I see a lot of folks putting solar panels on shingled roofs. Won't it be a real PITA when the time comes to replace the shingles? Wouldn't it be a good investment to replace shingles with (for example) steel or a similar material that lasts much longer?


----------



## Jim-mi (May 15, 2002)

Thats taking the easy way . .. . . .Saving the sticker shock for "later" when a new roof is required.
Not good thinking.

Up here in my snow belt area, I have never installed PV on a customers roof.


----------



## Solar Geek (Mar 14, 2014)

Very good point. We had ours on our shingled roof of new house in S.E.WI in 2003. We just chose to upgrade the shingles to outlive the estimated life of the solar panels. Not a big cost to get the different shingles.

Unlike Jim-mi, in WI at least the Milwaukee area and all suburbs, on the roof is the most common for install. We went on and then were a demonstration home for the Solar Tours through Midwest Renewable Energy Association and generally, you only saw ground mount where people had more $$ (costs quite a bit more at least here), and more clear access to sun/land.

Now, at our current place, we have ground mount so much easier to clean off snow.


----------



## Mallow (Aug 4, 2006)

I installed standing seam roof on my garage to attach solar panels to. As soon as my shingle roof on the house needs replaced I will be going with standing seam on that also.


----------



## Inthesticks (Mar 18, 2014)

Needing info on solar panels. Live in central Alabama and just haven't seen much solar use in my area.


----------



## Jim-mi (May 15, 2002)

. . . Statement in post 3 . . . "To out live the expected life of the solar panels" . . . . . 

I have two sets of "Tri-lams" among my PV . .They were made back in the early 1980's. . . . .They are still going strong . . . . .

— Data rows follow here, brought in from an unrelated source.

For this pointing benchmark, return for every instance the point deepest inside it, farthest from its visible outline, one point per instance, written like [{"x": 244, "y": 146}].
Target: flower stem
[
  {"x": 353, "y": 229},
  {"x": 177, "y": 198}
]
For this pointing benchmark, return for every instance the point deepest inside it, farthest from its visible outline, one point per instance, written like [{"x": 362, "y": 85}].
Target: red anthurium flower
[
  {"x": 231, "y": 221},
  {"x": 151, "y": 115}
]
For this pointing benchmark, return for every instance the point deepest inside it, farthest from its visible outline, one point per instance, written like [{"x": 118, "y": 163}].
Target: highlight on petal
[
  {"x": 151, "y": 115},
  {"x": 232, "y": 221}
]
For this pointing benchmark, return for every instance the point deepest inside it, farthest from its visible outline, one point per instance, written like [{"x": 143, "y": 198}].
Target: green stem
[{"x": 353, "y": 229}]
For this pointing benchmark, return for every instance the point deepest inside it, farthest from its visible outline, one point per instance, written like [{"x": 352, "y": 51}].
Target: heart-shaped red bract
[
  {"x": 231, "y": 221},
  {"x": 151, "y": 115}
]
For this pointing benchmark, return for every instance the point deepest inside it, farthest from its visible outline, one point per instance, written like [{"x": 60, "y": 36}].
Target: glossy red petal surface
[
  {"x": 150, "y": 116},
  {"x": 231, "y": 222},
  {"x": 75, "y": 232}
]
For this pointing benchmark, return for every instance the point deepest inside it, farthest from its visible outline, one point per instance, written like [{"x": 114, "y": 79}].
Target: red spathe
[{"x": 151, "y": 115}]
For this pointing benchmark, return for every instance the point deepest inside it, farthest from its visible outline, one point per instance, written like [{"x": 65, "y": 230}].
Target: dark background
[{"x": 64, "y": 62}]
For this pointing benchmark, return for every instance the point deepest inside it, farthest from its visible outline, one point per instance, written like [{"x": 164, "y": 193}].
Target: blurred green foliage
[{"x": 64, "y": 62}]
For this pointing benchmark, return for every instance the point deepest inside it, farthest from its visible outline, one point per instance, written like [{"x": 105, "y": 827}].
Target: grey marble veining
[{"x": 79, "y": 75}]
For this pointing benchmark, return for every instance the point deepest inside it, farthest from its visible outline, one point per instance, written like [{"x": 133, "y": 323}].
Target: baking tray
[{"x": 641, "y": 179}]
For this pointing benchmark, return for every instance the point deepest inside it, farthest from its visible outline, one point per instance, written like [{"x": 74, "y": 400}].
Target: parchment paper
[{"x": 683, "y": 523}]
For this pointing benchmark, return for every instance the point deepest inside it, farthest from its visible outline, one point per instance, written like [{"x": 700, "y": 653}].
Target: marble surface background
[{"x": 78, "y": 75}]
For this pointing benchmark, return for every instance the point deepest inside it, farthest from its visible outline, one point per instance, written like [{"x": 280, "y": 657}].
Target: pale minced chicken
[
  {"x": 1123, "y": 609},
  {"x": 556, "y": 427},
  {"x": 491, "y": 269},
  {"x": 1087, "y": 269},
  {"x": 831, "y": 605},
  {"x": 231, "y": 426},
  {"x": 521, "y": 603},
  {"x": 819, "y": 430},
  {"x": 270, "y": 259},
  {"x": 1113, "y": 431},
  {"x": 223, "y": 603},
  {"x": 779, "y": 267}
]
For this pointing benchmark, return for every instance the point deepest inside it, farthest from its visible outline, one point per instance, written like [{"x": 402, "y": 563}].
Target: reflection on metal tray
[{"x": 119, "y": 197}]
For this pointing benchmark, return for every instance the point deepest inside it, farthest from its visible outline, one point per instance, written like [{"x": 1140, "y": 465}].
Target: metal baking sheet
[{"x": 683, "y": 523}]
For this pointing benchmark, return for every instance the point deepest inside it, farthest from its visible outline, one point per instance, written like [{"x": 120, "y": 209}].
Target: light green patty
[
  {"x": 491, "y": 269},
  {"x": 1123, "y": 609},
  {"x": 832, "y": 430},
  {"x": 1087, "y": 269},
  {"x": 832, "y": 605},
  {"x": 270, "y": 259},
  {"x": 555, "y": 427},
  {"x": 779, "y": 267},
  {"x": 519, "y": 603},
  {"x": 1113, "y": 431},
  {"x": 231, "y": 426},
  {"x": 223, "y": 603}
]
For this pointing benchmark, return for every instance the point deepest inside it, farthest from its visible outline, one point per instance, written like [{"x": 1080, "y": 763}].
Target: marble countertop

I have yet to see any shingled roof last 35 years and be worth a darn..............


----------



## bloogrssgrl (Jan 20, 2008)

Has anyone had any experience with the solar powered shingles? I've never seen them in real life but they are very intriguing. I've seen pictures of styles that are made to blend in with an asphalt shingle roof and ones to blend in with a curved tile roof. 
I never looked into them too much because the entire south face of our home is shaded by large deciduous trees, so kind of a moot point for us. I'm just curious if anyone here had any first hand experience with them.


----------